Wednesday, 18 November 2009

Hal Duncan: Ink (2007)

Edition: MacMillan, 2007
Review number: 1391

Book two of The Book of All Hours continues in the same vein as book one, Vellum. Like that, and you'll like this. Find that incomprehensible (which is quite possible), and this will be the same. (Note that it is a while since I read Vellum, so my description of how the two books relate together might not be entirely accurate.)

The Book of All Hours (the book within the book) describes, controls, or perhaps is, the multitude of universes. In the aftermath of the catastrophic Evenfall, chaos rules; now, everything is fragmented, yet some things remain constant between the different versions of reality. Jack Carter is a revolutionary, everywhere, connected to the metaphysics of the Book. But what is he trying to achieve? Is he even dead or alive?

The story is extremely fragmented, told in an exceptionally allusive style: Michael Moorcock's Jerry Cornelius meets Finnegans Wake. References run from pop culture (The Prisoner, the Sex Pistols, etc.) to ancient literature (a performance of the Bacchae as political satire by a commedia dell'arte troupe forms the structure of a long section of the novel, and one of Virgil's Eclogues is used in a similar fashion in the epilogue) to folklore (Puck, Reynard the fox). Theological discussion rubs shoulders with a thriller set in the thirties Middle East. Overall, it is a scintillating cascade of ideas, images, and styles.

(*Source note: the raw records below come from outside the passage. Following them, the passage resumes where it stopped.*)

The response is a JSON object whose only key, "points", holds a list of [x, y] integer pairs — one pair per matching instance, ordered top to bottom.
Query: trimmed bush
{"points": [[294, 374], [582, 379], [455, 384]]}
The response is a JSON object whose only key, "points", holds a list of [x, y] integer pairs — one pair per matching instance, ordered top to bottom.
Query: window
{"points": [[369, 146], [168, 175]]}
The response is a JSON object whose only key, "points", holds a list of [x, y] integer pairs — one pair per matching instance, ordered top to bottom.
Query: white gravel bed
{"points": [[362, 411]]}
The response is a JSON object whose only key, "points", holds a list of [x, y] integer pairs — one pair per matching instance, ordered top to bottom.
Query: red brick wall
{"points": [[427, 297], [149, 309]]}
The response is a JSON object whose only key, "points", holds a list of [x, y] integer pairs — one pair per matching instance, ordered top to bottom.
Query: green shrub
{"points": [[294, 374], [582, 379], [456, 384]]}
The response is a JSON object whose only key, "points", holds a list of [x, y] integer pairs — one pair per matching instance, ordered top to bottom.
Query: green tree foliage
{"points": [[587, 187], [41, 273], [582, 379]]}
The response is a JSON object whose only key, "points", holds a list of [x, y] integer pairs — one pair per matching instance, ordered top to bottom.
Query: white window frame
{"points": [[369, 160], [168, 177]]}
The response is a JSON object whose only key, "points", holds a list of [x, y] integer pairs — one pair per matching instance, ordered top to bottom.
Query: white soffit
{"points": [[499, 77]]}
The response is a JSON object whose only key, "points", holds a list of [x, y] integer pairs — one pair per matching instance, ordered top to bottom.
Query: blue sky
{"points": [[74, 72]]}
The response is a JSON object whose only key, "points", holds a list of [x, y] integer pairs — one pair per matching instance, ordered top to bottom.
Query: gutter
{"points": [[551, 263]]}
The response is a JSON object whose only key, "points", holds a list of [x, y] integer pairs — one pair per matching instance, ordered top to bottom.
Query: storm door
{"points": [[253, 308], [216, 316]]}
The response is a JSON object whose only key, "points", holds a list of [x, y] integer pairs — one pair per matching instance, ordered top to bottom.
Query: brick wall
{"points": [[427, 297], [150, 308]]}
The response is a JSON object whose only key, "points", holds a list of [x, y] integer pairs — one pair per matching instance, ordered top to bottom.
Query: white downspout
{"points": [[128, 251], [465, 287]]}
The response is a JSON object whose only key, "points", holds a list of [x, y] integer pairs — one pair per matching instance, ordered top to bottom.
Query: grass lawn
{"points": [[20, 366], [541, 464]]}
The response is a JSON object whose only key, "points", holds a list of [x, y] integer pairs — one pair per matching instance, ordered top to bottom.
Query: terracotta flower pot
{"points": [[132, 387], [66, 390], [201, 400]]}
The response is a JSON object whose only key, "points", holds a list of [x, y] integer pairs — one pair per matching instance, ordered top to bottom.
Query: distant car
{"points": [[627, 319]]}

Like other books of this kind, however, the narrative is hard to follow, particularly if you are a reader who wants to have a linear plot. It is also true that parts of the novel work better than others. (At least, it appeared to be the case to me, both here and in Vellum, but is could just mean that my concentration levels fluctuated.) It is likely to make more sense a second time around, and a repeat read is definitely something I will do.

In summary, The Book of All Hours will not be everyone's cup of tea, but I liked it: 8/10.